I have two questions here,

the param stride should be added to the Config, since usually we set stride in Conv2d to apply the time subsampling

already added but not pushed yet :)

after the front end convolution models, we need to apply one additional linear layer to project the dimension back to the model size. Should the linear layer be included in the front end, or should it be included in the ConformerBlock? I would prefer the former

I was thinking about putting this as an option into the frontend: with param int N -> add linear layer with N outputs, None -> no linear layer

@Atticus1806

christophmluscher commented 1 year ago

tests fail due to the seq mask update missing. I am not 100% sure how to perform the update in a clean fashion. Is there a PyTorch way to do this?

albertz commented 1 year ago

tests fail due to the seq mask update missing. I am not 100% sure how to perform the update in a clean fashion. Is there a PyTorch way to do this?

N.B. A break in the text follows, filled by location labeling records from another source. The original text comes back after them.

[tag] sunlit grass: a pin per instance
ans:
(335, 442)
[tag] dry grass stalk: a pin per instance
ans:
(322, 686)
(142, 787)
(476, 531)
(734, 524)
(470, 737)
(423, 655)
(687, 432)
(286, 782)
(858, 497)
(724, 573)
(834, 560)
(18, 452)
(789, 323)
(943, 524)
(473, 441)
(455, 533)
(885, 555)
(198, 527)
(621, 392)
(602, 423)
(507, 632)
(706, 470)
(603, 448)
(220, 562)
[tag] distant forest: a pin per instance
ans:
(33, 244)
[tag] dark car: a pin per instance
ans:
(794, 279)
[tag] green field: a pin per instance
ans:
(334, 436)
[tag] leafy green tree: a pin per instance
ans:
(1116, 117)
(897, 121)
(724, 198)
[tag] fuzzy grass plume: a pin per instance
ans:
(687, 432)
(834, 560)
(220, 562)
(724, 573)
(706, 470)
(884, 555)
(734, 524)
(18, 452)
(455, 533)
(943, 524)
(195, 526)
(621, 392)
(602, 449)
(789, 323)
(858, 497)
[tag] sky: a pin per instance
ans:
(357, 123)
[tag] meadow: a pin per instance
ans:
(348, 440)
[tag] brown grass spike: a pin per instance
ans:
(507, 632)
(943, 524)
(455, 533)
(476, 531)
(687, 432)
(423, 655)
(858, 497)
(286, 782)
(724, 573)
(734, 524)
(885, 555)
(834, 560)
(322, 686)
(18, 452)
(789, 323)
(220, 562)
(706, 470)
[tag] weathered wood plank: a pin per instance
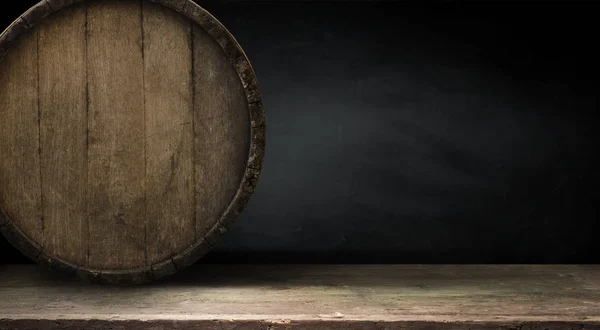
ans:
(318, 296)
(20, 184)
(169, 132)
(63, 110)
(116, 135)
(222, 132)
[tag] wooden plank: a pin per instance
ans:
(222, 132)
(116, 135)
(319, 296)
(20, 184)
(169, 132)
(63, 109)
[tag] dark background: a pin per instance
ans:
(413, 132)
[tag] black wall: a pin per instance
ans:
(419, 133)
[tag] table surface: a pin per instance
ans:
(322, 296)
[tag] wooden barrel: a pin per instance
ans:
(132, 134)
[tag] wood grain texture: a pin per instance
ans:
(169, 132)
(221, 130)
(117, 195)
(317, 297)
(20, 184)
(133, 145)
(63, 125)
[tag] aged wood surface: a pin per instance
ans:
(63, 125)
(169, 132)
(322, 296)
(20, 184)
(133, 133)
(117, 195)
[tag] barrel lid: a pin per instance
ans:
(11, 176)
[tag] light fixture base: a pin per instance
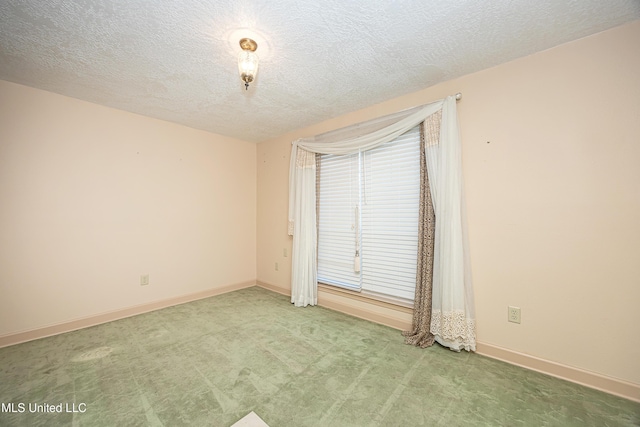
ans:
(248, 44)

I'm not exactly sure what you refer to. What update do you mean? You mean how to compute the seq mask which is supposed to be returned by the frontend? As I mentioned, you could apply maxpooling with the same striding and kernel size just as the other operations.

christophmluscher commented 1 year ago

you could apply maxpooling with the same striding and kernel size just as the other operations.

this would also work for conv layers?

christophmluscher commented 1 year ago

I will move the other frontend to another PR.

@Atticus1806 tested this within the conformer so should be ok now

everything else I would like to move to follow up PRs so that we can merge and start using this

christophmluscher commented 1 year ago

@JackTemaki @albertz

albertz commented 1 year ago

I would change the code to only support tuples instead of both tuples and integer, this makes the code more readable and more consistent.

I'm not sure I agree. PyTorch itself also supports both. And the more common use case it that the user provides just a single int.

michelwi commented 1 year ago

I have two questions here,

the param stride should be added to the Config, since usually we set stride in Conv2d to apply the time subsampling

already added but not pushed yet :)

Was this added in the final version of the PR, I don't seem to find it..